Invisible Neutrino Decay Resolves IceCube's Track and Cascade Tension

TL;DR

The paper proposes that invisible neutrino decay explains the discrepancy between track and cascade neutrino observations in IceCube, improving data fit and aligning with other observations.

Contribution

It introduces a neutrino decay model that resolves the tension between IceCube's track and cascade data, a novel explanation not previously considered.

Findings

Decay model improves data fit by over 3σ

Predicts 59% reduction in tau neutrino events

Consistent with multi-messenger observations

Abstract

The IceCube Neutrino Observatory detects high energy astrophysical neutrinos in two event topologies: tracks and cascades.

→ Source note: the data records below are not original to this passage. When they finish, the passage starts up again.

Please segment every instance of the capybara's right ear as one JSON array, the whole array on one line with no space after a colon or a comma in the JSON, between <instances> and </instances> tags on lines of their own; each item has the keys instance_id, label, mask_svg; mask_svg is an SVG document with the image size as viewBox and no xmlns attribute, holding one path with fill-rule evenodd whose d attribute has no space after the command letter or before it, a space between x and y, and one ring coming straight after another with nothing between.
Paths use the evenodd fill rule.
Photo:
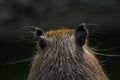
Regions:
<instances>
[{"instance_id":1,"label":"capybara's right ear","mask_svg":"<svg viewBox=\"0 0 120 80\"><path fill-rule=\"evenodd\" d=\"M75 36L76 42L79 44L79 46L82 47L85 44L86 37L87 37L87 30L85 28L85 24L80 24L76 28L74 36Z\"/></svg>"},{"instance_id":2,"label":"capybara's right ear","mask_svg":"<svg viewBox=\"0 0 120 80\"><path fill-rule=\"evenodd\" d=\"M46 47L46 35L44 34L42 29L36 30L36 37L37 37L39 46L44 50L44 48Z\"/></svg>"}]
</instances>

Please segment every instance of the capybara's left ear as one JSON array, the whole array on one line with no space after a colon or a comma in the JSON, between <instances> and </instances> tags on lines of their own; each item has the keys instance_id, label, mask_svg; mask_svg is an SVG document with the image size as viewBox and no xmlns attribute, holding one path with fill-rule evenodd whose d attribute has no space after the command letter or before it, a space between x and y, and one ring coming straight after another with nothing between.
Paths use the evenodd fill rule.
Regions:
<instances>
[{"instance_id":1,"label":"capybara's left ear","mask_svg":"<svg viewBox=\"0 0 120 80\"><path fill-rule=\"evenodd\" d=\"M87 37L87 30L85 24L80 24L74 32L76 42L82 47L85 44Z\"/></svg>"},{"instance_id":2,"label":"capybara's left ear","mask_svg":"<svg viewBox=\"0 0 120 80\"><path fill-rule=\"evenodd\" d=\"M39 29L39 28L37 29L36 37L37 37L39 46L44 50L44 48L46 47L46 35L44 34L42 29Z\"/></svg>"}]
</instances>

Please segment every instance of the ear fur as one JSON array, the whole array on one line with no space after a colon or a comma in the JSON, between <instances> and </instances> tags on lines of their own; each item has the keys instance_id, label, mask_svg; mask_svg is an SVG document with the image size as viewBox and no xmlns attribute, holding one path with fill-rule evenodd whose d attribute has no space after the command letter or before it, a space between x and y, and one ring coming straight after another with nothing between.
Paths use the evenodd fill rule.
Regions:
<instances>
[{"instance_id":1,"label":"ear fur","mask_svg":"<svg viewBox=\"0 0 120 80\"><path fill-rule=\"evenodd\" d=\"M37 37L39 46L44 50L44 48L46 47L46 36L42 29L37 29L36 37Z\"/></svg>"},{"instance_id":2,"label":"ear fur","mask_svg":"<svg viewBox=\"0 0 120 80\"><path fill-rule=\"evenodd\" d=\"M80 24L75 30L75 40L82 47L85 44L87 37L87 30L85 24Z\"/></svg>"}]
</instances>

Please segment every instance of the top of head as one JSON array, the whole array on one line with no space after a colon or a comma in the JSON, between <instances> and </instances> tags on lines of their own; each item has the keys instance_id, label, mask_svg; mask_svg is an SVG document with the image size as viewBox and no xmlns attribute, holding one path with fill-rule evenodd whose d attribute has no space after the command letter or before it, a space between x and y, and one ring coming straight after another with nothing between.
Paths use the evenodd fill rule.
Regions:
<instances>
[{"instance_id":1,"label":"top of head","mask_svg":"<svg viewBox=\"0 0 120 80\"><path fill-rule=\"evenodd\" d=\"M80 25L75 30L62 28L45 33L43 30L37 29L36 35L41 48L45 48L48 42L52 45L59 42L58 45L61 45L62 43L75 41L79 46L83 46L86 41L87 31L85 25Z\"/></svg>"},{"instance_id":2,"label":"top of head","mask_svg":"<svg viewBox=\"0 0 120 80\"><path fill-rule=\"evenodd\" d=\"M59 36L59 35L63 35L63 34L72 35L73 32L74 32L74 29L65 29L65 28L62 28L62 29L58 29L58 30L48 31L45 34L48 37L52 37L52 36L55 36L55 35Z\"/></svg>"}]
</instances>

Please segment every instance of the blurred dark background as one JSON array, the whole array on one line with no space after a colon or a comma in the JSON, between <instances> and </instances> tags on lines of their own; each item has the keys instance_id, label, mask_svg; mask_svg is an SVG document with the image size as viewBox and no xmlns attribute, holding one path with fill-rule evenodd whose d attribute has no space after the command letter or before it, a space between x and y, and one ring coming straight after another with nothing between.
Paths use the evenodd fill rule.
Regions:
<instances>
[{"instance_id":1,"label":"blurred dark background","mask_svg":"<svg viewBox=\"0 0 120 80\"><path fill-rule=\"evenodd\" d=\"M99 25L88 39L91 47L120 55L120 0L0 0L0 80L26 80L29 73L31 61L7 64L34 55L35 44L22 39L19 29L38 26L47 31L81 23ZM110 80L120 80L120 57L97 57Z\"/></svg>"}]
</instances>

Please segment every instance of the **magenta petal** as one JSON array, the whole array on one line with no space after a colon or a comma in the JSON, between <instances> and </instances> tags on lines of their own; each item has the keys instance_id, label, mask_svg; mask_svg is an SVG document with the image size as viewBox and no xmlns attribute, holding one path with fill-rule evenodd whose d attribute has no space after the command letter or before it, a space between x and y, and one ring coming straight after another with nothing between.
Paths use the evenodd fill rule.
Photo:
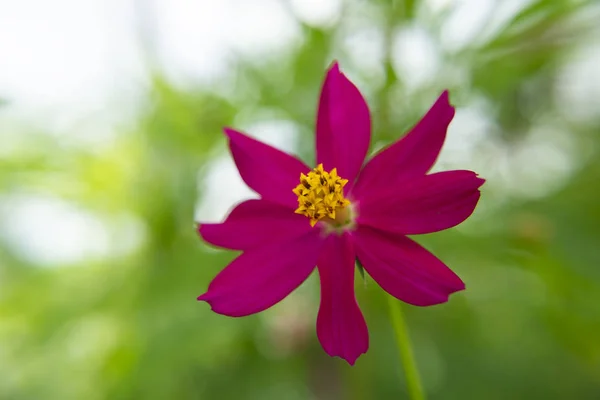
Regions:
<instances>
[{"instance_id":1,"label":"magenta petal","mask_svg":"<svg viewBox=\"0 0 600 400\"><path fill-rule=\"evenodd\" d=\"M319 257L321 306L317 336L330 356L353 365L369 348L369 332L354 296L355 253L348 235L331 235Z\"/></svg>"},{"instance_id":2,"label":"magenta petal","mask_svg":"<svg viewBox=\"0 0 600 400\"><path fill-rule=\"evenodd\" d=\"M274 246L244 252L198 297L218 314L242 317L279 303L313 271L323 239L317 230Z\"/></svg>"},{"instance_id":3,"label":"magenta petal","mask_svg":"<svg viewBox=\"0 0 600 400\"><path fill-rule=\"evenodd\" d=\"M308 218L290 208L252 199L235 207L223 223L200 224L198 232L215 246L249 250L301 236L311 229Z\"/></svg>"},{"instance_id":4,"label":"magenta petal","mask_svg":"<svg viewBox=\"0 0 600 400\"><path fill-rule=\"evenodd\" d=\"M435 163L446 139L454 107L444 91L431 109L403 138L376 154L362 170L355 197L366 190L395 185L407 177L424 175Z\"/></svg>"},{"instance_id":5,"label":"magenta petal","mask_svg":"<svg viewBox=\"0 0 600 400\"><path fill-rule=\"evenodd\" d=\"M389 294L415 306L448 301L465 284L429 251L402 235L368 227L355 232L358 259Z\"/></svg>"},{"instance_id":6,"label":"magenta petal","mask_svg":"<svg viewBox=\"0 0 600 400\"><path fill-rule=\"evenodd\" d=\"M244 182L262 198L296 208L298 197L292 190L308 167L297 158L233 129L225 128L225 134Z\"/></svg>"},{"instance_id":7,"label":"magenta petal","mask_svg":"<svg viewBox=\"0 0 600 400\"><path fill-rule=\"evenodd\" d=\"M317 115L317 163L348 179L358 175L371 140L371 117L364 98L334 63L325 78Z\"/></svg>"},{"instance_id":8,"label":"magenta petal","mask_svg":"<svg viewBox=\"0 0 600 400\"><path fill-rule=\"evenodd\" d=\"M358 223L404 235L451 228L467 219L485 181L472 171L446 171L364 194Z\"/></svg>"}]
</instances>

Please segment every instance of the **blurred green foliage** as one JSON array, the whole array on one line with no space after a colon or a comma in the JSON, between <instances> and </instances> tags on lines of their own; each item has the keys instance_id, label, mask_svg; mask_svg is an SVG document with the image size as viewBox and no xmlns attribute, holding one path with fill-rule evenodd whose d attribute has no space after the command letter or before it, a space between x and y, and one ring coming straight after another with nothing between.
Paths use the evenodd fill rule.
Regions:
<instances>
[{"instance_id":1,"label":"blurred green foliage","mask_svg":"<svg viewBox=\"0 0 600 400\"><path fill-rule=\"evenodd\" d=\"M357 297L371 348L353 368L317 342L316 276L282 304L243 319L195 300L235 256L209 249L194 229L205 195L198 171L203 177L224 151L221 127L270 110L294 122L298 151L312 163L318 92L334 58L367 94L375 143L398 138L443 88L459 109L481 99L487 105L492 128L482 148L454 165L488 179L479 209L461 228L419 239L467 290L441 306L405 307L429 397L600 398L600 114L570 118L556 101L560 71L598 35L596 6L530 2L501 29L442 49L441 72L415 90L394 66L391 41L415 24L440 41L447 13L432 14L419 1L348 1L334 25L302 23L302 44L285 54L259 63L239 58L227 82L183 90L155 71L139 120L100 150L44 132L20 137L0 158L3 198L58 198L110 226L127 216L142 233L124 255L58 268L42 268L0 241L0 398L406 397L385 294L368 277L357 279ZM343 46L361 23L382 35L378 72ZM233 93L220 95L232 85ZM548 118L574 149L569 173L552 190L527 196L519 179L539 160L516 155ZM496 156L486 153L490 146ZM46 227L49 236L54 230ZM127 232L115 230L112 245Z\"/></svg>"}]
</instances>

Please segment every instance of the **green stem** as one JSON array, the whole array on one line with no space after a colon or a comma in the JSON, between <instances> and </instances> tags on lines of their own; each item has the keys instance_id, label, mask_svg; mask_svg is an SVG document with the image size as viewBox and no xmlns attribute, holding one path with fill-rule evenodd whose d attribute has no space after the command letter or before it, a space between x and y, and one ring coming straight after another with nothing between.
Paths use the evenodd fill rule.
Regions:
<instances>
[{"instance_id":1,"label":"green stem","mask_svg":"<svg viewBox=\"0 0 600 400\"><path fill-rule=\"evenodd\" d=\"M412 400L425 400L425 392L421 385L419 370L412 351L410 337L408 336L408 328L404 322L404 316L400 302L392 296L388 296L390 303L390 315L392 317L392 325L396 334L396 343L400 351L400 360L406 377L406 385L408 393Z\"/></svg>"}]
</instances>

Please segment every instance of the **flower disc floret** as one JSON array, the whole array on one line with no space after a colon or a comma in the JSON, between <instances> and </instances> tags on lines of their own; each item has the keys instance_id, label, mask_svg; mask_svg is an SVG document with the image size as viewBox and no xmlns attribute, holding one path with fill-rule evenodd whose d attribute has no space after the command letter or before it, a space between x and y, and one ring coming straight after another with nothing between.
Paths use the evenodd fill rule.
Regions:
<instances>
[{"instance_id":1,"label":"flower disc floret","mask_svg":"<svg viewBox=\"0 0 600 400\"><path fill-rule=\"evenodd\" d=\"M330 172L317 165L308 174L300 174L300 183L293 190L298 196L296 214L305 215L310 225L315 226L322 219L336 220L336 212L344 210L350 201L344 197L347 179L342 179L334 168Z\"/></svg>"}]
</instances>

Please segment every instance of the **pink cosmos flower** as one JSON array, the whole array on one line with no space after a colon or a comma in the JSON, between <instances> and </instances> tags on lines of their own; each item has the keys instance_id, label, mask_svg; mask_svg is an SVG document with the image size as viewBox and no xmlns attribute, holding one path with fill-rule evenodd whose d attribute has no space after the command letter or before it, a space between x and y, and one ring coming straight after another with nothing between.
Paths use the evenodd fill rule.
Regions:
<instances>
[{"instance_id":1,"label":"pink cosmos flower","mask_svg":"<svg viewBox=\"0 0 600 400\"><path fill-rule=\"evenodd\" d=\"M364 166L371 139L367 104L334 63L316 125L317 167L226 128L244 182L260 195L220 224L201 224L213 245L241 250L198 297L216 313L241 317L278 303L311 274L321 281L317 336L351 365L367 351L367 325L354 295L355 262L392 296L416 306L444 303L465 288L408 235L463 222L484 180L472 171L428 174L454 117L448 92L403 138Z\"/></svg>"}]
</instances>

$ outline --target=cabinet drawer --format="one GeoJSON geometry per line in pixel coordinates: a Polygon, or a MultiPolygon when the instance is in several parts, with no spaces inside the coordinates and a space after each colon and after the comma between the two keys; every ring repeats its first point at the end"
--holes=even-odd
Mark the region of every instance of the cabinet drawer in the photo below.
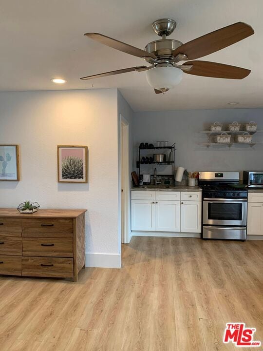
{"type": "Polygon", "coordinates": [[[248,202],[263,202],[263,193],[248,193],[248,202]]]}
{"type": "Polygon", "coordinates": [[[22,275],[72,277],[73,259],[58,257],[22,257],[22,275]]]}
{"type": "Polygon", "coordinates": [[[201,192],[181,192],[181,200],[183,201],[201,201],[201,192]]]}
{"type": "Polygon", "coordinates": [[[24,237],[23,256],[73,257],[73,240],[72,238],[24,237]]]}
{"type": "Polygon", "coordinates": [[[0,255],[0,274],[21,275],[21,256],[0,255]]]}
{"type": "Polygon", "coordinates": [[[22,255],[22,238],[0,236],[0,254],[22,255]]]}
{"type": "Polygon", "coordinates": [[[0,235],[21,236],[22,221],[16,218],[0,218],[0,235]]]}
{"type": "Polygon", "coordinates": [[[155,200],[179,201],[180,200],[180,192],[156,192],[155,200]]]}
{"type": "Polygon", "coordinates": [[[72,219],[53,218],[25,219],[22,222],[23,236],[72,237],[72,219]]]}
{"type": "Polygon", "coordinates": [[[132,191],[132,200],[155,200],[155,192],[132,191]]]}

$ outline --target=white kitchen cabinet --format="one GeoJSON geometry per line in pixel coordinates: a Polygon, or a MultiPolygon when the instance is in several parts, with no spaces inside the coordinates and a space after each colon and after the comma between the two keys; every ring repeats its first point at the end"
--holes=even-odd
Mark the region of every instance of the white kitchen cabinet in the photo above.
{"type": "Polygon", "coordinates": [[[155,201],[155,231],[180,232],[180,201],[155,201]]]}
{"type": "MultiPolygon", "coordinates": [[[[250,194],[248,199],[249,199],[249,195],[250,194]]],[[[258,196],[258,199],[259,198],[259,196],[258,196]]],[[[248,203],[247,235],[263,235],[263,203],[262,202],[248,203]]]]}
{"type": "Polygon", "coordinates": [[[201,232],[201,201],[181,202],[181,232],[201,232]]]}
{"type": "Polygon", "coordinates": [[[154,231],[155,201],[151,200],[132,200],[131,216],[132,230],[154,231]]]}

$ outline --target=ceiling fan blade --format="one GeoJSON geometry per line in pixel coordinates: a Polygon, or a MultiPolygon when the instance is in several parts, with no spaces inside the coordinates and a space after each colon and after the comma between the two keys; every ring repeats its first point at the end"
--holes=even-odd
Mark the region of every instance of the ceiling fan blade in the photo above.
{"type": "Polygon", "coordinates": [[[154,92],[155,94],[163,94],[163,92],[158,89],[154,89],[154,92]]]}
{"type": "Polygon", "coordinates": [[[83,80],[88,80],[89,79],[93,79],[94,78],[100,78],[101,77],[108,77],[108,76],[114,76],[116,74],[120,74],[120,73],[126,73],[128,72],[132,72],[133,71],[137,71],[143,68],[147,68],[146,66],[140,66],[139,67],[130,67],[130,68],[123,68],[121,70],[117,70],[117,71],[111,71],[110,72],[105,72],[105,73],[100,73],[98,75],[94,75],[94,76],[88,76],[85,77],[82,77],[80,79],[83,80]]]}
{"type": "Polygon", "coordinates": [[[147,51],[145,51],[145,50],[141,49],[138,49],[135,47],[135,46],[132,46],[129,44],[126,44],[122,42],[122,41],[119,41],[116,40],[116,39],[106,37],[106,36],[103,34],[100,34],[99,33],[85,33],[84,35],[113,49],[116,49],[119,51],[122,51],[126,53],[126,54],[133,55],[133,56],[140,58],[147,57],[150,57],[152,58],[156,58],[156,57],[153,54],[147,52],[147,51]]]}
{"type": "Polygon", "coordinates": [[[218,51],[254,34],[252,27],[243,22],[211,32],[183,44],[173,52],[184,54],[188,59],[195,59],[218,51]]]}
{"type": "Polygon", "coordinates": [[[184,63],[183,66],[190,64],[192,65],[192,69],[190,71],[185,71],[185,73],[202,77],[243,79],[248,76],[251,72],[250,70],[245,68],[208,61],[188,61],[184,63]]]}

Since the flavor composition of each event topology differs, tracks and cascades can be used to test the neutrino properties and the mechanisms behind the neutrino production in astrophysical sources. Assuming a conventional model for the neutrino production, the IceCube data sets related to the two channels are in $>3\sigma$ tension with each other. Invisible neutrino decay with lifetime $\tau/m=10^2$ s/eV solves this tension. Noticeably, it leads to an improvement over the standard non-decay scenario of more than $3\sigma$ while remaining consistent with all other multi-messenger observations. In addition, our invisible neutrino decay model predicts a reduction of $59\%$ in the number of observed $\nu_\tau$ events which is consistent with the current observational deficit.